Managing Carbon Reduction and Backup Power on One Dashboard
As building owners, public-sector buyers and investors increasingly demand systems that are measurable, comparable and auditable, Richten Energy recommends a four-step implementation framework.
First, buildings should establish an energy baseline, including EUI data, a list of critical loads and backup-power scenarios.
Second, project teams should design and integrate colored solar PV or camouflage-style solar PV façade layouts, together with the required energy storage capacity and EMS strategy.
Third, system performance should be verified through peak shaving, valley filling, demand management and island-operation drills, allowing resilience-related KPIs to be tested in practice.
Fourth, carbon accounting and disclosure should be conducted using internationally recognized principles, including Scope 2 emissions from purchased electricity.

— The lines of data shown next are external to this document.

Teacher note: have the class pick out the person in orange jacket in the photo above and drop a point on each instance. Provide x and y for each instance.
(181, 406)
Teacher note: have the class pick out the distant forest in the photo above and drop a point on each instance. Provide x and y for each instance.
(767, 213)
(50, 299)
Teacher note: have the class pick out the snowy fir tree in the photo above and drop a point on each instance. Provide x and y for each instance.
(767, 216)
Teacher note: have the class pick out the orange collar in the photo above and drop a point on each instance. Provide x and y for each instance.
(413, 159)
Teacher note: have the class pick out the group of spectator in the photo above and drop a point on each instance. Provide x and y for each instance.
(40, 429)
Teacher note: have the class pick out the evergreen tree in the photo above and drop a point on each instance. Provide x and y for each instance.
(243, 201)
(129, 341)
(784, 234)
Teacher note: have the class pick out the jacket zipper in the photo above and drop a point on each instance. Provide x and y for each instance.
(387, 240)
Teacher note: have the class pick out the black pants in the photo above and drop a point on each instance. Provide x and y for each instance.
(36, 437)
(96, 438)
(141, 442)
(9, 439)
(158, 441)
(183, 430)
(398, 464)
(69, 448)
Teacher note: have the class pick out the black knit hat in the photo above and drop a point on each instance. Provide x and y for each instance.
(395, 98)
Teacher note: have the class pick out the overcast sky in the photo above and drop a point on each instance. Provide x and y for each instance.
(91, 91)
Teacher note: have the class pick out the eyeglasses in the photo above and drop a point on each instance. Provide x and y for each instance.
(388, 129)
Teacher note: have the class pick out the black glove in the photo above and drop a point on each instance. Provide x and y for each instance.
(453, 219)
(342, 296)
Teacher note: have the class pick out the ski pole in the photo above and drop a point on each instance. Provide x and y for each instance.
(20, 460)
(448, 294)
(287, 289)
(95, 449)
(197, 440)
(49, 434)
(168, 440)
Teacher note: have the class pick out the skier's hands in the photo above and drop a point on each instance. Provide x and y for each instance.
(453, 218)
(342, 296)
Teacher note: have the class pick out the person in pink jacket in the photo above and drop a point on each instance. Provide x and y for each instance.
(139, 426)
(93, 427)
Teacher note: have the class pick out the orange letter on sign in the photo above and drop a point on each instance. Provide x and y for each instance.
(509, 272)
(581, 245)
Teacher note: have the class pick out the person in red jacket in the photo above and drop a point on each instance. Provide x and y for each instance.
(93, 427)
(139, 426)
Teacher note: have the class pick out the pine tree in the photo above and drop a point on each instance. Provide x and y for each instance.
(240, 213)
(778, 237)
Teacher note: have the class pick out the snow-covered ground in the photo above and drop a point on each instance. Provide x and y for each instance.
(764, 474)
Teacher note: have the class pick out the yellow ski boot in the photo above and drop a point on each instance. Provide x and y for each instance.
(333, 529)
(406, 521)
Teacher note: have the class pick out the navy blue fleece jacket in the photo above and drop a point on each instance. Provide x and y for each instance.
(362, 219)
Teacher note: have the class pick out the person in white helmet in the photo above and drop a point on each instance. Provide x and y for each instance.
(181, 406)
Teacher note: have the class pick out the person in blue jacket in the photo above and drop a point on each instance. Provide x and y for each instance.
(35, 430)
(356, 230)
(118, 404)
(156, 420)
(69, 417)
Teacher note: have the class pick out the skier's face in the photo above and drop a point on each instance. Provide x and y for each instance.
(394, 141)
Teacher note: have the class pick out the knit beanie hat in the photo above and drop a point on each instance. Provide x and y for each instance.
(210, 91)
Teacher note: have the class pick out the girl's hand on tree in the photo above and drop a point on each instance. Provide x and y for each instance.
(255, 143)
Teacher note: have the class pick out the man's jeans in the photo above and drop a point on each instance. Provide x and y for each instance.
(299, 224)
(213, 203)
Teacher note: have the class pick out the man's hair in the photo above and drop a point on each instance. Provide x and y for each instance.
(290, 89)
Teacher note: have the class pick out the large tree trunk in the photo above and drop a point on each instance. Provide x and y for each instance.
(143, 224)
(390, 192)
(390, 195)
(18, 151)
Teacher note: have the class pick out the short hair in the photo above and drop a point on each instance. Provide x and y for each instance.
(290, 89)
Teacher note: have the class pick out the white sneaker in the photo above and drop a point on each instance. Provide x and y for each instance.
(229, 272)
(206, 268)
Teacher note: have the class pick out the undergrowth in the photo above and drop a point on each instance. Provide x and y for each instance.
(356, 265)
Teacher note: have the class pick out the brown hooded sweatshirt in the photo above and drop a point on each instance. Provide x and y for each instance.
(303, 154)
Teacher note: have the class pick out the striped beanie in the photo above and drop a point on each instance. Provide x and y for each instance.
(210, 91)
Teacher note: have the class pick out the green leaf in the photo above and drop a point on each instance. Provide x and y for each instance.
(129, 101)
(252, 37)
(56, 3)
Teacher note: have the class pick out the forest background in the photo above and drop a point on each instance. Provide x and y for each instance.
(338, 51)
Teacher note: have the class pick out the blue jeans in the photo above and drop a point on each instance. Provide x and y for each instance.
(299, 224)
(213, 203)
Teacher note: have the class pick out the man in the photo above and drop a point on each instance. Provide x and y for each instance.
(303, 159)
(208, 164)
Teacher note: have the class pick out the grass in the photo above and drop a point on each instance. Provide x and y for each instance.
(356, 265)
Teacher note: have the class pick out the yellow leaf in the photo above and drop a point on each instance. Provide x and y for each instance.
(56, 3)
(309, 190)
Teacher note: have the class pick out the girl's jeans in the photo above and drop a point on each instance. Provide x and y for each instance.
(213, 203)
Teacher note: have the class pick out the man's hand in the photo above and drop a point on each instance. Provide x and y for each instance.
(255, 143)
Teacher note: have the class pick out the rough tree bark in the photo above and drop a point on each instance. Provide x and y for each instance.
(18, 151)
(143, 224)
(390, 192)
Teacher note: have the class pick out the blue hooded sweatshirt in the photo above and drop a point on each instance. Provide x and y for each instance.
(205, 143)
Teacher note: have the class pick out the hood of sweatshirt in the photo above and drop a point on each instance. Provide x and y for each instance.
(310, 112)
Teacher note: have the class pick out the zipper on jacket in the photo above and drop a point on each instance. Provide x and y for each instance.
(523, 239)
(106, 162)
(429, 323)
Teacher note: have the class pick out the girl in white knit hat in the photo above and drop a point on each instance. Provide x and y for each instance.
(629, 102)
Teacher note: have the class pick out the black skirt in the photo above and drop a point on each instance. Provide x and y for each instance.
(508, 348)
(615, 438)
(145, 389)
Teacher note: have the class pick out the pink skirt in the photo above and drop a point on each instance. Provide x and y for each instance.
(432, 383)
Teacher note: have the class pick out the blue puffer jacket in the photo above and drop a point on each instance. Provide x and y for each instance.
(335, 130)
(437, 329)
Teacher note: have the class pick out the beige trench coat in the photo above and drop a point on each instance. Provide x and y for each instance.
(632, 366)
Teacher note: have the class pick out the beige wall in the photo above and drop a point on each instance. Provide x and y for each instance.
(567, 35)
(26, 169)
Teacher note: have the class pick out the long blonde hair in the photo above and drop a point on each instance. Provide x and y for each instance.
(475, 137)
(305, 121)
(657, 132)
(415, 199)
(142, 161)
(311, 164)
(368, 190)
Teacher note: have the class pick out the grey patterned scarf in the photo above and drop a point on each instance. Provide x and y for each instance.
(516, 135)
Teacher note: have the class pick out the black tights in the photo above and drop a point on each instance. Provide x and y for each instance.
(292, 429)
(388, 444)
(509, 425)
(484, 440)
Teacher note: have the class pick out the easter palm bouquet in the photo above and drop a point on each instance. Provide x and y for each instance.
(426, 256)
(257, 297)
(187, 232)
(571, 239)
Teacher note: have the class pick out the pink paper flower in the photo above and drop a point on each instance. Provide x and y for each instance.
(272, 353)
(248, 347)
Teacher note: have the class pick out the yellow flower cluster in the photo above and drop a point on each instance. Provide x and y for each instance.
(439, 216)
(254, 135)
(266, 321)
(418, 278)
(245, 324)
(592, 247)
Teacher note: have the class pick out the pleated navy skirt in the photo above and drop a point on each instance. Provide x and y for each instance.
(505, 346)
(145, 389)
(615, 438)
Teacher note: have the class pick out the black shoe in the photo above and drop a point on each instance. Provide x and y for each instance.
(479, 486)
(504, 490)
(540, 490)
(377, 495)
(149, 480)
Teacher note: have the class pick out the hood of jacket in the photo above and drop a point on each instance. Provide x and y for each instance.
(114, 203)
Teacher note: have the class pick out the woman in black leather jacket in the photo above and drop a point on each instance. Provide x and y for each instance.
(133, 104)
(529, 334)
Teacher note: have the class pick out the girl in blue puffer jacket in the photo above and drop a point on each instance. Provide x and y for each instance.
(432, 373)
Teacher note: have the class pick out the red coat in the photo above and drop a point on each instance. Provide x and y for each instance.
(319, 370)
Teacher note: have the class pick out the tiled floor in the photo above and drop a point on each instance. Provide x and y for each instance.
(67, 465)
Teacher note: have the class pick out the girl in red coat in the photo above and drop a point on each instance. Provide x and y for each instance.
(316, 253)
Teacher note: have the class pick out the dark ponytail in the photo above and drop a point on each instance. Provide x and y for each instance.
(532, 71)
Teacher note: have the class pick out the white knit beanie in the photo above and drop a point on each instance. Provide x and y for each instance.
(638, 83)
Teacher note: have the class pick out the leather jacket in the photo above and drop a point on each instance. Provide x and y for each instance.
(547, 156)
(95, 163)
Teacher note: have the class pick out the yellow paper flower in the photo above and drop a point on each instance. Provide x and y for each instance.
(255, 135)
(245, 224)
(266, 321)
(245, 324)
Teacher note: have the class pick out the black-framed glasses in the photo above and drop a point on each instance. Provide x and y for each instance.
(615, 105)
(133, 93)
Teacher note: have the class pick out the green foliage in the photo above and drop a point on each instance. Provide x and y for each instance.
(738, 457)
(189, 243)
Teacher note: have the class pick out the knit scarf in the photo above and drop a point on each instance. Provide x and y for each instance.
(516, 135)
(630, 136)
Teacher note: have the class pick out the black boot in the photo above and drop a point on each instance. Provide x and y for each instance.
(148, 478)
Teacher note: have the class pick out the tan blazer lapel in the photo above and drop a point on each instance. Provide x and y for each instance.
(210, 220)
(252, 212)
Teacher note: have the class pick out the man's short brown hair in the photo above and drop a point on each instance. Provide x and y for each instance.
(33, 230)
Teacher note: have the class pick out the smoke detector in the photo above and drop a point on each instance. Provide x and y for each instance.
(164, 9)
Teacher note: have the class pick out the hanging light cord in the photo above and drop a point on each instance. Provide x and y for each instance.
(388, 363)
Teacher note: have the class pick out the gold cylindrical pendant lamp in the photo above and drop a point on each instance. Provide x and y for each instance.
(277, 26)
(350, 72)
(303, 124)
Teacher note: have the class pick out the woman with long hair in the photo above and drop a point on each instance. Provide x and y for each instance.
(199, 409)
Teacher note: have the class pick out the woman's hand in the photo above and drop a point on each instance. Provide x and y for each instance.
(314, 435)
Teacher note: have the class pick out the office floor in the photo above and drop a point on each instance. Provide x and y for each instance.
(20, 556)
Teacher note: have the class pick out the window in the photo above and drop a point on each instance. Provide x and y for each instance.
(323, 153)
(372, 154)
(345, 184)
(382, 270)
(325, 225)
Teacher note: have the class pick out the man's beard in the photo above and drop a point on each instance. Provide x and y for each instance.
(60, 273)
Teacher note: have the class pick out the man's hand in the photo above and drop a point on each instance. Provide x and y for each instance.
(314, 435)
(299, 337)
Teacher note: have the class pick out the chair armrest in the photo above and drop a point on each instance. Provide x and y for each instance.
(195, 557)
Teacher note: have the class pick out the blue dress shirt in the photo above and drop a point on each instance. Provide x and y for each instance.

Carbon-reduction results and resilience results should then be included in the same management report, making it easier for policymakers, public agencies and capital markets to evaluate performance.
Public-Private Collaboration Can Turn Demonstrations Into National Capability
“Energy security and the net-zero transition are essentially the same issue,” said Richten Energy Chief Executive Officer Hsueh Wei-li. “Both are about reducing uncontrollable risks and increasing controllable capabilities.”
Hsueh said Taiwan needs to move resilience closer to buildings and operating sites as geopolitical conflict drives volatility in prices and supply chains.
“We look forward to working with central and local governments, as well as critical infrastructure operators, to launch demonstration projects,” he said. “By integrating colored solar PV, camouflage-style solar PV, energy storage and smart energy management into verifiable and replicable resilient-building solutions, we can make power supply for everyday life and critical missions more stable and secure.”
Richten Energy Seeks Demonstration Sites for Resilient-Building Projects
Richten Energy is now inviting public- and private-sector partners to join resilient-building demonstration projects, with priority given to three types of sites.
The first is public buildings, such as administrative centers, schools and sports arenas, where colored solar PV façades can be demonstrated.
The second is critical infrastructure, where energy storage and EMS can be used to test resilient backup power.
The third is private-sector sites that require low-visibility exterior design for security or appearance reasons, where camouflage-style solar PV and resilient power architecture can be introduced.
Richten Energy Co., Ltd. focuses on building-integrated solar PV applications and net-zero building energy integration. Through colored solar PV, camouflage-style solar PV, energy storage and smart energy management, the company aims to help sites achieve practical solutions that balance aesthetics, carbon reduction and resilience.